NAME¶
rpiece - render pieces of a RADIANCE picture
SYNOPSIS¶
rpiece [
-v ][
-x xres ][
-y yres ][
-X xdiv
][
-Y ydiv ][
-F|R syncfile ][
-T timelim ] [
$EVAR ] [
@file ] [ rpict options ]
-o picture
octree
DESCRIPTION¶
Rpiece renders a RADIANCE picture a piece at a time, calling
rpict(1) to do the actual work. This is useful for running multiple
rpict processes on cooperating machines to render a single picture,
which is a shared file specified with the
-o option. The overall
picture dimensions will be
xres by
yres (or smaller, depending
on the
-pa option and other view options), and the picture will be
rendered in
xdiv by
ydiv pieces.
There are two basic methods for telling
rpiece which piece(s) of a
picture to render. The explicit method is to write on the standard input the
X and
Y position of the desired piece(s), where
X runs
from zero to
xdiv-1 and
Y runs from zero to
ydiv-1. (The
lower left piece of a picture corresponds to (0,0) in this system.)
Alternatively, the implicit specification method uses a synchronization file
to determine which piece is to be rendered next. Specified with the
-F
option,
syncfile initially contains the values for
xdiv and
ydiv, so the
-X and
-Y options are unnecessary. (However,
they are used if
syncfile does not exist.) The first
rpiece process puts a lock on
syncfile and modifies its contents
before starting work on the first piece of the image. It writes the
X
and
Y position of the piece it will work on, so the next
rpiece
process to modify
syncfile will start on the next piece. (When it
finishes with its piece, it appends the index to the end of
syncfile.)
This procedure continues until all the pieces are done, at which point all of
the
rpiece processes will terminate.
The
-R option may be used instead of
-F if some of the pieces were
not properly finished by previous (killed) runs of
rpiece. This option
should be used by at most one
rpiece process, which must be started
first and with
no other rpiece processes running or else it will
rerender the same pieces other processes have begun. Once the recover process
is started, you may start other
rpiece processes using the
-F
option to run simultaneously. If some processes die during execution, leaving
one or more half-finished pieces in the picture even though the other
processes think the work is done, you may run a single
rpiece with the
-R option by itself to repair the holes.
The
-v flag switches on verbose mode, where
rpiece reports to the
standard output after each piece begins and after each piece is finished.

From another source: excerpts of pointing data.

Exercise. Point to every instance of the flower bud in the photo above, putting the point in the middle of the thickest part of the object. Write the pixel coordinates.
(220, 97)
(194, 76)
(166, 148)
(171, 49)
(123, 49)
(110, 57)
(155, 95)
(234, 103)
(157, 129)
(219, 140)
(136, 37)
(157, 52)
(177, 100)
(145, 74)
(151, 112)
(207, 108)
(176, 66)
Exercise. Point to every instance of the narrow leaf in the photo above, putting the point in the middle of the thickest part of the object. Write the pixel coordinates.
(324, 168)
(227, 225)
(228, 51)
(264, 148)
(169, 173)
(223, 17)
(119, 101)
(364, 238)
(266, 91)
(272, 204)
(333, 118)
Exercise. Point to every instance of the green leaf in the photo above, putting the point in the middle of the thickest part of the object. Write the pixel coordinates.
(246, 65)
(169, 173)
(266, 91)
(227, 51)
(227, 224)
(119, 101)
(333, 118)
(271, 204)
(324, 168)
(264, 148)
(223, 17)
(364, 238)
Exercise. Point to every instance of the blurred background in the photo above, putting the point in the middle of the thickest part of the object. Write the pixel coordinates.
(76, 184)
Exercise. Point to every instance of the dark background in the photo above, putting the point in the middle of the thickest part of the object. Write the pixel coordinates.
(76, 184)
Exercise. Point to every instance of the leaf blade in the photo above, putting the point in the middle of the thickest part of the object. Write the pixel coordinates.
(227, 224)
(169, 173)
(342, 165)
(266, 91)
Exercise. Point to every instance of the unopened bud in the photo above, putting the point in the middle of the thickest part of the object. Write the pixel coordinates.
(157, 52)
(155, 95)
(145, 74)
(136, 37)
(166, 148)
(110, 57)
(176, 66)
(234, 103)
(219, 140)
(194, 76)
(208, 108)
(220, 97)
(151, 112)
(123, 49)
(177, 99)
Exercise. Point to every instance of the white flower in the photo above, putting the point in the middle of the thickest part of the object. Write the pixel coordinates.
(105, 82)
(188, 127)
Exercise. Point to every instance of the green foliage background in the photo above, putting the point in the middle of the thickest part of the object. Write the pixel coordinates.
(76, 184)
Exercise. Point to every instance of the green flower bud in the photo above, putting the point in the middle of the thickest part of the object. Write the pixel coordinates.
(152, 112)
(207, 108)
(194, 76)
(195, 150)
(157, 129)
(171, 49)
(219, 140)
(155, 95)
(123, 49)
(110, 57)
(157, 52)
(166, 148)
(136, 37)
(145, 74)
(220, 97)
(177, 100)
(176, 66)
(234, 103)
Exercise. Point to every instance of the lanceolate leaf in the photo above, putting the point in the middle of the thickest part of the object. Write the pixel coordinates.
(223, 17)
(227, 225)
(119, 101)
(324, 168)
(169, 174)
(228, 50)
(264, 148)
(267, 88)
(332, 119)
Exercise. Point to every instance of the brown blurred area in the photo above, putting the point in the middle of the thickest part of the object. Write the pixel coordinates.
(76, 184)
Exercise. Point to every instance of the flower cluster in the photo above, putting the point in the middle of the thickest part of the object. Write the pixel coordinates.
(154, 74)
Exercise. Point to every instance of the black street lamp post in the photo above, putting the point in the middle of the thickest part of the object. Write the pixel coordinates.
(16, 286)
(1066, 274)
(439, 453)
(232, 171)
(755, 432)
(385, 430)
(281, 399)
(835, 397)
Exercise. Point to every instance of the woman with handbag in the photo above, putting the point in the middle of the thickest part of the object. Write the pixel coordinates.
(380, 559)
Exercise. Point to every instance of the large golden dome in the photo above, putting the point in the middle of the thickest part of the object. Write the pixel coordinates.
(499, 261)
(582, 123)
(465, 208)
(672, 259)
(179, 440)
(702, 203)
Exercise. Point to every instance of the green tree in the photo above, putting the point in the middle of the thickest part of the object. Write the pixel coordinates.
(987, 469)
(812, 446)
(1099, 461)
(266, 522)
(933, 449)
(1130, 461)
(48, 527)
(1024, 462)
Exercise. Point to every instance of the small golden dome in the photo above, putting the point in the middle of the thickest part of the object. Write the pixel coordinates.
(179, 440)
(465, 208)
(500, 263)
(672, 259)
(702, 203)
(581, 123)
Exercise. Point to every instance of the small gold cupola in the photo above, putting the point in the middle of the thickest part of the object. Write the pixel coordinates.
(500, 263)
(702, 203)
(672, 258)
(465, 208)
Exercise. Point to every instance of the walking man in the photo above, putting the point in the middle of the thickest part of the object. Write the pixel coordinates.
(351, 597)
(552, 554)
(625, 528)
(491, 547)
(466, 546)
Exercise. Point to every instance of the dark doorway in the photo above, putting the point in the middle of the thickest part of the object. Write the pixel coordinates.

Options may be given on the command line and/or read from the environment and/or
read from a file. A command argument beginning with a dollar sign ('$') is
immediately replaced by the contents of the given environment variable. A
command argument beginning with an at sign ('@') is immediately replaced by
the contents of the given file.
EXAMPLE¶
First
rpiece process is started on the machine "goober":
-
- goober% echo 1 8 > syncfile
goober% echo -F syncfile -x 1024 -y 1024 -vf view -o picture octree >
args
goober% rpiece @args &
Second
rpiece processes is started on the machine "sucker":
-
- sucker% rpiece @args &
NOTES¶
Due to NFS file buffering, the network lock manager is employed to guarantee
consistency in the output file even though non-overlapping writes are used.
This would tend to slow the process down if
rpiece were to wait for
this I/O to complete before starting on the next piece, so
rpiece forks
separate processes to hang around waiting for I/O completion. The number of
processes thus designated is set by the MAXFORK macro in the program (compiled
in the src/util directory). If the fork call is slow on a system, it may
actually be better to set MAXFORK to zero. In other cases, the network lock
manager may be so slow that this value should be increased to get the best
utilization.
The output picture is not run-length encoded, and can be quite large. The
approximate size (in kilobytes) can be computed by the simple formula:
-
- filesize = xres*yres/256
Make sure that there is enough space on the filesystem to hold the entire
picture before beginning. Once the picture is finished, the
ra_rgbe(1)
program with the -r option may be used to convert to a run-length encoded
picture for more efficient storage, although
pfilt(1) or any of the
other Radiance picture filters will do the same thing.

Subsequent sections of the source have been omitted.